Total Quality Management, Six Sigma, Lean and AFSO21are all buzzwords of the quality movement and if you've been in the Air Force for any time, they are all initiatives you've gone through. Improvement isn't anything new. The names have changed and the structuring has improved but it's all the same product.
The quality movement is generally considered to have been started by W. Edwards Deming in the 40s and 50s. In fact, he greatly influenced Japanese industry after World War II. His ideas of Statistical Process Control and Total Quality Management initiated the move towards quality products from Japan. Today, we see the results of his influence. Japanese products are generally regarded as some of the best quality in the industry. Part of that success is a result of improvement at every level. Even the smallest improvements are considered important to the organization. The concept of improvement, sometimes referred to as Kaizen, has been standard practice and even part of their duties. Efforts are viewed in the same light as results and awarded equally. The Japanese aren't focused on "the next big thing." Instead, they are focused on a series of small improvements across the organization that results in savings over time.
Unfortunately, western culture hasn't captured the spirit of quality improvement. We are still impressed and enamored with the next big thing and we sometimes fail to see the importance of and acknowledge small improvements.
Even our performance reports are geared towards impressive numbers and results. We all want to read about spectacular, outstanding, stellar actions, impacts and results. Who wants to hear about the 200 little changes that were made along the way? But quality improvement isn't always about direct bottom line savings ... dollars, man hours, etc. It's more about a journey of small improvements that when viewed together, make a difference. Keep in mind that innovations come along very rarely and while they are usually significant and important, we must not allow ourselves to become fixated on looking for them at the expense of improvement.
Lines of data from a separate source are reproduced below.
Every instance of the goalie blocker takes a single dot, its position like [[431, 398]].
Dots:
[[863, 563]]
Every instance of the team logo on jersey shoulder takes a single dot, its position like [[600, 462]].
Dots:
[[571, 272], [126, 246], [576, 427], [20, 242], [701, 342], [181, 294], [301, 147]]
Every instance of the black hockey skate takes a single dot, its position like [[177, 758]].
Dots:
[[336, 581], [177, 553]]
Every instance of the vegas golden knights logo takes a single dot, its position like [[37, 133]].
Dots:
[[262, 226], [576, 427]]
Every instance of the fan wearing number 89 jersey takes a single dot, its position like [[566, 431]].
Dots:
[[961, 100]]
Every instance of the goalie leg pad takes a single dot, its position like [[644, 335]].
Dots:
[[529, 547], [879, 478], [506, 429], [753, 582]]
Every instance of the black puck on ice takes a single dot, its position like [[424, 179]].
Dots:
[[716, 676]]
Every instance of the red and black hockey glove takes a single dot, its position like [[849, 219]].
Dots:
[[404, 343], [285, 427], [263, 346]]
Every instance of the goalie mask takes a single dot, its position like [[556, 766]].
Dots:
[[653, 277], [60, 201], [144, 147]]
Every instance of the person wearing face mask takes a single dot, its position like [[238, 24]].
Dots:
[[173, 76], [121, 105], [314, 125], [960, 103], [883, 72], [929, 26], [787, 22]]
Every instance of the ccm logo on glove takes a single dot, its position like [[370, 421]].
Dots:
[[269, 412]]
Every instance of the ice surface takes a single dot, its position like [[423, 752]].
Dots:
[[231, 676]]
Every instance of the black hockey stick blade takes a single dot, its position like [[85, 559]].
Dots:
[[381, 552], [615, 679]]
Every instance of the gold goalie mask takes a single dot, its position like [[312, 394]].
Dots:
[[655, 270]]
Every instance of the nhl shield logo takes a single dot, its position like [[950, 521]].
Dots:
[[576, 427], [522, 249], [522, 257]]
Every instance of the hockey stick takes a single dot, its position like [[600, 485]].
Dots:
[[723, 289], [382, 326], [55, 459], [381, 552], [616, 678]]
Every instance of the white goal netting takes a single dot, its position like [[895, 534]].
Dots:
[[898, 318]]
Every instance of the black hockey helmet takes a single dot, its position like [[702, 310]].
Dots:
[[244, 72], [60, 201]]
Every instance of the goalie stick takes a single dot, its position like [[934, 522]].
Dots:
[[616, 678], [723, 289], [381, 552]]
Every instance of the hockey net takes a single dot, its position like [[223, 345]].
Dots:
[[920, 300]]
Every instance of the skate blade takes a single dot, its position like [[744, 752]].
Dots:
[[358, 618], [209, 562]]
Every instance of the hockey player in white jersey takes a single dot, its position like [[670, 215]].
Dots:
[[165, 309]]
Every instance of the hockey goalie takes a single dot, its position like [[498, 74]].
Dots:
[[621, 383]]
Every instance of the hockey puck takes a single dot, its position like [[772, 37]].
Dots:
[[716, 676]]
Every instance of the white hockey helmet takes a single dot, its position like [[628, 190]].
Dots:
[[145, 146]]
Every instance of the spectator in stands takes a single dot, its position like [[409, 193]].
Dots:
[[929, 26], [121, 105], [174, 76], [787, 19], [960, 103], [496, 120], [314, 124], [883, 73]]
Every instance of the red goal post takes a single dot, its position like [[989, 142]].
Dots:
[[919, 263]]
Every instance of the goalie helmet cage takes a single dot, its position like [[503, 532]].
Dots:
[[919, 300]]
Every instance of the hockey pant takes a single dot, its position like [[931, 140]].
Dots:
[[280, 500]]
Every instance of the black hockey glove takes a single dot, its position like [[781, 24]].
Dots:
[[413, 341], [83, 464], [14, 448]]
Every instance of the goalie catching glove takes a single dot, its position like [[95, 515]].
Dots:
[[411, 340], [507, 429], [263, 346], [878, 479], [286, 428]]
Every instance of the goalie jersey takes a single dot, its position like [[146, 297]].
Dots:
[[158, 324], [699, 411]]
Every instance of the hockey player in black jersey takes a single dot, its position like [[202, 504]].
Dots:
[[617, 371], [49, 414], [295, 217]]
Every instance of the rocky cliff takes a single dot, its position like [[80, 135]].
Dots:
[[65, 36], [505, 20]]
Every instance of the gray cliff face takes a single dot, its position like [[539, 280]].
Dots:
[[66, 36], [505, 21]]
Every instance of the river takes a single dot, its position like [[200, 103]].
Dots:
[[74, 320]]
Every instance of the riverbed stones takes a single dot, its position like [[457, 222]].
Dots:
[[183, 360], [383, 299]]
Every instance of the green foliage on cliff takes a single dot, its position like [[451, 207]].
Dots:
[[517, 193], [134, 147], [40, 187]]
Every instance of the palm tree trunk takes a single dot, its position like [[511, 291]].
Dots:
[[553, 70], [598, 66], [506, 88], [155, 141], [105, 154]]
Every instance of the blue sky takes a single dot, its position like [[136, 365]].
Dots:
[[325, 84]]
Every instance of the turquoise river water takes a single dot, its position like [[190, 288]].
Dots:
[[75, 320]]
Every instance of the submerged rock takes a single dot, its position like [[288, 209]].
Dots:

Air Force quality improvement initiatives, TQM, Lean, AFSO21, can be overwhelming and potentially intimidating because we are required to look for a "project" and we immediately start imagining some monumental savings or improvement and then when nothing earth shattering comes along, we give up on quality. Only when we understand that these initiatives are tools for problem solving or process improvement do we understand their purpose. Use the quality tools for what they are--tools. Not every problem requires the same tools. Sometimes you may use AFSO21 or Six Sigma or Lean or no defined tool at all except meeting to discuss an issue and propose a solution.
So don't fall into the trap of looking for the next big idea ... the revolutionary process that changes the entire environment. Start by looking at the processes you control. You'll find opportunities are everywhere and they don't always require a Customer Output Input Supplier, Pareto Charts, or calculations out to the 6th standard deviation. Use your squadron mission and more importantly the vision to identify opportunities to help achieve what your squadron is trying to do or trying to become. Ask, "What is organizationally important and how can I improve my efforts to meet the intent of the unit vision?"
In our business, we must continually strive to be the best, for failure is not an option. We must be the best Air Power on the planet and therefore we must continually strive for improvement. If we choose not to seek continuous improvement, we will not be able to compete with those who do.